This is the tale of two schools that teach poor children in Hyderabad, Pakistan, the second largest city in the Sindh province. Although the schools are located in different parts of the city, each is located in a similar neighborhood and must grapple with many of the same problems. Yet the schools themselves—and the excitement (or lack there of) around education—are wildly different.
Each school deals with an impoverished student body, and in both neighborhoods poverty presents itself in similar ways: the smell of open sewers and pools of stagnant water, the ill-fitting and poor clothing, and too many children with little expression, large brooding eyes, and a palpable hunger—for both food and for learning. Clearly when we give these children a terrible learning environment pervasive with an attitude from above of “Who cares?” we are shortchanging them even as we cheat ourselves out of a dynamic future.
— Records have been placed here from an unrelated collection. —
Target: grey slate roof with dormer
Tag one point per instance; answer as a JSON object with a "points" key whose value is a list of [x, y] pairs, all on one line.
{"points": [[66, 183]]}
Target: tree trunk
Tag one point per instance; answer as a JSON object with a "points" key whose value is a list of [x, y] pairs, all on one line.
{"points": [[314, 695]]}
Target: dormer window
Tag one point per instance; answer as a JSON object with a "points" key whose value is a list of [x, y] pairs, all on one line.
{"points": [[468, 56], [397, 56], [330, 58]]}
The first school, a coeducational primary school, in Hyderabad was custom built in a very small space. It is located at the edge of a lower middle class neighborhood and the access roads leading up to the school were in terrible condition: we had to walk the last 200 yards or so just to reach the building.
But when we entered the school, we could feel that education was happening. This place had the buzz of a school that works. Children were busy, engaged, and interested in the lessons going on in their classes.
The school, a private initiative of a Sindhi and French couple who have been teaching in Hyderabad for decades, does not charge any fee, caters to children from very marginalized communities, supports children from nomadic families to attend when possible, and even encourages children who have missed the first couple of grades to enroll (the school forms a separate class for these children). With a lot of volunteer teachers the cost of running the school is only about $500–600 a month. But finding individual donations from a non-affluent area, even this amount is a struggle. Despite these challenges, the school enrolls about 200 students.
Most of the teachers in the school were not trained, and the facilities needed more textbooks and other teaching materials; but the school made do. Although it relied a lot more on informal modes of teaching and learning than other more established schools, it was clear that the children wanted to be there, looked forward to coming to school everyday, and most importantly were getting an education. Their parents could not have afforded a private education and the lack of available public-sector schools meant that for these 200 children this free, privately run institution was their only option. Without a doubt, this couple was making a huge contribution in the lives of these children.
From there we went to a government-run, boys-only primary school in a slightly more rural setting but still in Hyderabad. Though the school was larger, with five rooms and a veranda in front, the rooms were rundown, hot, dark, dingy, and airless. Only the beginning of April, the rooms were already uninviting. Although there wasn’t electricity in either of the schools we visited, the government school was not designed with this in mind while the private school—despite being smaller—had more windows and there was more light and air in them. The walls too were brighter and more cheerful. The difference in environment reminded us that the electricity crisis in Pakistan will continue for many years to come and government planners should take heed and design schools with more windows to allow for more light and air, and think about possible changes in already existing schools too.
Although it was middle of the school day when we visited, the public school teachers had already let the children go home. So we could not meet the children but the conditions in and around the school spoke volumes. There was a large pool of stagnant green waste water just opposite the school. Its stink was unbearable. The surrounding area was littered with garbage. The bathrooms in the school did not work. And the grounds around the toilets reeked of human and animal feces. Even the classrooms were not clean and tidy. They had a look of neglect about them. The only thing that looked relatively new and unused were the textbooks that were kept in closed shelves in one of the classrooms.
But it was the difference in teachers that was more striking. Though the public school teachers were better educated, had more training, and received better pay, it was the private school teachers who seemed a lot more engaged in what they were doing. They were eager to tell us what they were up to, share their lesson plans and strategies, show off the work of their students, and point out their students’ work that graced the walls of the classrooms. The public school teachers were not eager to even engage with us. They were, I thought, mostly looking forward to going home. They seemed to take little pride in what they were doing.
Of course these are only two schools in Hyderabad. There are many public schools that are better and there are many private schools—especially in the low-fee category—that are quite bad. But what we saw in these two schools affirmed some of the generalizations about education in Pakistan: public schools enroll 65 percent of children yet they are delivering, by and large, poor quality education while private schools, which are expanding rapidly and primarily cater to student from better-off families seem to be doing a better job.
Although public-sector teachers are more qualified and trained than their low-fee private school counterparts, and paid more, they still deliver poorer quality. The answer lies in the poor design of the incentive systems and the lack of monitoring or accountability of teachers in the public school system coupled with political interference (nepotism, corruption, patronage networks). Educational reform in Pakistan, must deal head on with these problems.
The Open Society Foundations is working on a number of education initiatives across Pakistan, with both private- and public-sector schools (including these two schools), to improve the quality of education for children. But with hundreds of thousands of schools in the country—and many more needed to serve the millions of children still out of school—we need many more hands on deck. The government must make this a priority.
Too many schools—in both the private- and public-sector—are cheating our children, their parents and our society as a whole. Without substantial investment, we will continue to miss out on generations of talent that could be groomed, shaped, and nurtured for the betterment of the country.